Durante anos e anos, nós que somos militantes do futebol (me incluo), enchemos os pulmões para falarmos em projetos, tempo de trabalho, métodos, e de 2014 para cá exigimos de Felipão, Mano Menezes, Renato Gaúcho, Abel Braga e tantos outros modernidade tática; Fernando Diniz, Roger Machado, Sampaoli, e outros também, que apresentam times muito satisfatórios, mas nós queremos resultados. Jogam bonito, mas cadê título? Ironizamos padrões de jogo porque a maioria não tem conhecimento sobre o campo. Então, se a única coisa que sabemos analisar, o resultado, não vem, a gente cobra demais, estimula até o ódio contra esses profissionais. Eu também sou assim e me cobro para não ser mais.

Mas e Cuca? Por que somos permissivos com um treinador que conquista títulos, vai embora, volta meses depois como se nada tivesse acontecido e é extremamente bajulado em todas as bancadas esportivas do país? Qual é o nosso compromisso em fazer o torcedor em casa entender o quão pouco profissional são comportamentos como esse? Sem contar a quantidade de nenhuma inovação tática, zero modernidade, nenhum compromisso com o futebol que não seja apenas com o próprio ego de ser “sempre” um salvador da pátria.

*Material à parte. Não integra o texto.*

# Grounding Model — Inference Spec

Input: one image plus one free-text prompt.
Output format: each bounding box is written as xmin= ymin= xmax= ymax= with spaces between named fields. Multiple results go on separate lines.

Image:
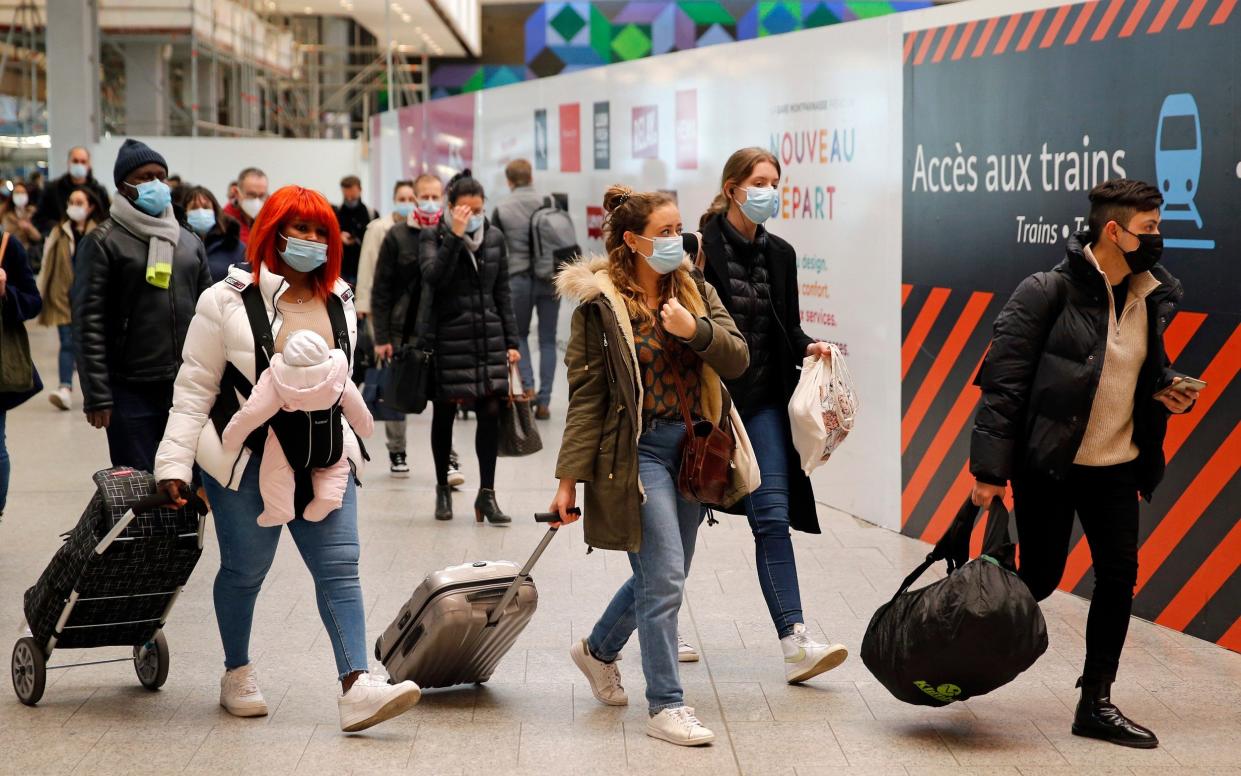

Só que o pacote Cuca vai além. Após a repercussão do caso do ex-jogador Robinho e também os dez anos do caso Eliza Samudio, o também conhecido caso Berna voltou à tona numa série que foi ao ar em janeiro de 2021 no Esporte Espetacular e no podcast Rodada Tripla. Cuca se nega a revisitar o caso e quando nós (algumas) mulheres falamos sobre isso, ninguém fala para ele ser preso em pleno 2022.

O caso, como se sabe é bastante antigo, depois disso muita coisa aconteceu no mundo. Mas um treinador, por mais limitado que seja e sonha sentar na cadeira do mais alto cargo, que é a seleção brasileira (e que seja só o sonho mesmo), precisa sim dialogar com a sociedade, precisa sim revisitar a sua história. Não por dar resposta à imprensa, afinal, somos apenas veículo condutor da história, mas respostas para a sociedade, por inúmeras torcedoras que enchem o peito para vibrar por clubes que foram, são e serão comandados pelo treinador. E nada adianta pousar ao lado da mãe, da esposa, das filhas. Dialogar com as mulheres não é sobre sentimento de posse sobre as mulheres que convive.

O diálogo também não é inquisitório, aqui ninguém é juiz. Inclusive, o caso já foi julgado. O diálogo tem que ser repassado sobre a história, Cuca precisa olhar a sua história de frente e mostrar através da conversa como toda a comunidade do futebol, através desse pacto da masculinidade, segue extremamente permissiva e viabilizando ele e tantos outros homens seguirem suas carreiras tranquilamente.

Da nossa parte seguiremos analisando o TRABALHO DE CAMPO de Cuca, elogiando como foi a disputa e conquistas dos títulos todos até aqui e criticando quando acharmos limitadas as suas ideia de campo. A análise sobre o trabalho de Cuca seguirá fazendo parte do nosso cotidiano, da minha profissão, das análises. Elogiarei os resultados como foi em 2013, 2016, 2018, 2021, 2022, mas questiono muito o comportamento e o pacote completo de um treinador que conquista títulos, mas qual o seu legado para o futebol brasileiro? Será lembrado por qual motivo?

Eu e algumas mulheres lembraremos sempre o legado permissivo do futebol com homens. Seja pelos resultados na bola, e também fora de campo. O legado do pacto da masculinidade está por toda parte, só que agora, em 2022, nós também estamos.